DotRunpeX

DotRunpeX is a recently discovered malware that has been identified as a distributor for multiple known malware families. The threat is a new type of injector that has been developed using the Process Hollowing technique and written in .NET programming language. The malware is designed to infect systems with various types of malicious software. Details about the threat were revealed in a report by the security researcher

DotRunpeX is said to be currently in active development and typically arrives as a second-stage malware in the infection chain. It's commonly deployed via a downloader, also known as a loader, which is transmitted to victims via phishing emails containing malicious attachments. Once the loader is executed, it initiates the injection of DotRunpeX into the system, which then facilitates the installation of the additional malware families. The threat actors may rely on DotRunpeX to deploy next-stage payloads from the Agent Tesla, Ave Maria, BitRAT, FormBook, RedLine Stealer, LokiBot, XWorm, NetWire, Raccoon Stealer, Remcos, Rhadamanthys, and Vidar families.
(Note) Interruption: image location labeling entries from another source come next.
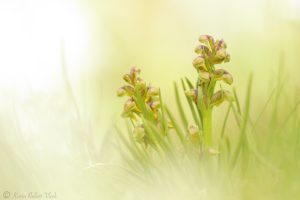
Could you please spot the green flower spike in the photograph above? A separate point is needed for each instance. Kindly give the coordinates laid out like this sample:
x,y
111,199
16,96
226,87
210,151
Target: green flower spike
x,y
210,53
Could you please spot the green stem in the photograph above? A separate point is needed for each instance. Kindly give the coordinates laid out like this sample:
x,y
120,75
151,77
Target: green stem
x,y
207,127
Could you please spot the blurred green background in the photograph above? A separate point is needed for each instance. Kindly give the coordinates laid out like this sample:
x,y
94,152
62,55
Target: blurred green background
x,y
62,61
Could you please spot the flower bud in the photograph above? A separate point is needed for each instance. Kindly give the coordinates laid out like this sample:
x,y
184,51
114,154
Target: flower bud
x,y
127,78
135,70
221,74
201,49
154,105
221,54
129,105
206,39
121,92
191,93
153,91
204,76
140,84
220,44
227,78
220,96
139,133
199,63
DotRunpeX may Leverage Unsafe Google Advertisements

DotRunpeX is a malware that is known to use a variety of tactics to infect users' devices. One of the methods that DotRunpeX has been observed to use is leveraging malicious Google Ads on search result pages to lure unsuspecting users into clicking on copycat websites that host Trojanized installers. This is done by directing users searching for popular software such as AnyDesk and LastPass to these fake websites.

Recent analysis of DotRunpeX has revealed that the malware has been using an extra layer of obfuscation by using the KoiVM virtualizing protector in the latest artifacts that were first spotted in October 2022. Additionally, each DotRunpeX sample has been found to have an embedded payload of a certain malware family to be injected. The malware uses a specified list of anti-malware processes to be terminated, which is possible due to the abuse of a vulnerable process explorer driver (procexp.sys) that is included in DotRunpeX to obtain kernel mode execution.

Make Sure to Have Sufficient Security against Infostealers and Trojans

Infostealers and Trojans are two types of malicious software that pose significant dangers to users' devices and personal information.

Infostealers, as the name suggests, are designed to steal sensitive information such as login credentials, credit card details, and other personal data. They can be used to monitor users' online activities, capture keystrokes, and steal data from web browsers, email clients, and other applications. Infostealers are often delivered through email attachments, malicious links, or bundled with other software, and can remain undetected for long periods of time, allowing attackers to continuously collect data.

Trojans, on the other hand, are a type of malware that are designed to appear harmless or useful, while actually containing hidden malicious functions. They can be used to gain unauthorized access to a user's device, steal sensitive data, or damage files and software. Trojans can remain undetected on the breached devices for prolonged periods of time until being activated.